The cell viability was evaluated thought fluorescent microscopy by using BacLight LIVE/DEAD Viability Kit (Molecular Probes, Invitrogen, Waltham, MA, USA). SYTO 9 stains viable cells with a green, fluorescent signal, and propidium iodide stains cells with impaired membrane activity with a red fluorescent signal.

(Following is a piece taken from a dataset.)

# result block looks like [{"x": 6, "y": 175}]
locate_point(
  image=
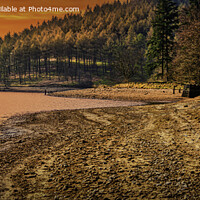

After treatments, the samples were washed with PBS and stained as indicated by manufacturer. The images observed at fluorescent Leica 4000 DM microscopy (Leica Microsystems, Milan, Italy) were recorded at an emission wavelength of 500 nm for SYTO 9 (green fluorescence) and of 635 nm for propidium iodide (red fluorescence). Two investigators counted the number of living cells (green) and the dead ones (red) on ten different images, so average values (±standard deviation) and the relative percentage of live/dead cells were calculated.

4.8. Statistical Analysis

All data were recorded in a Microsoft Excel data sheet (Washington, DC, USA). CFUs were converted in logarithmic forms. Then, SPSS Statistics for Windows, version 21 (IBM SPSS Inc., Chicago, IL, USA) was used to calculate the analysis of variance (ANOVA) and Fisher’s least significant difference (LSD). Statistically significant differences were considered to be a p-value < 0.05.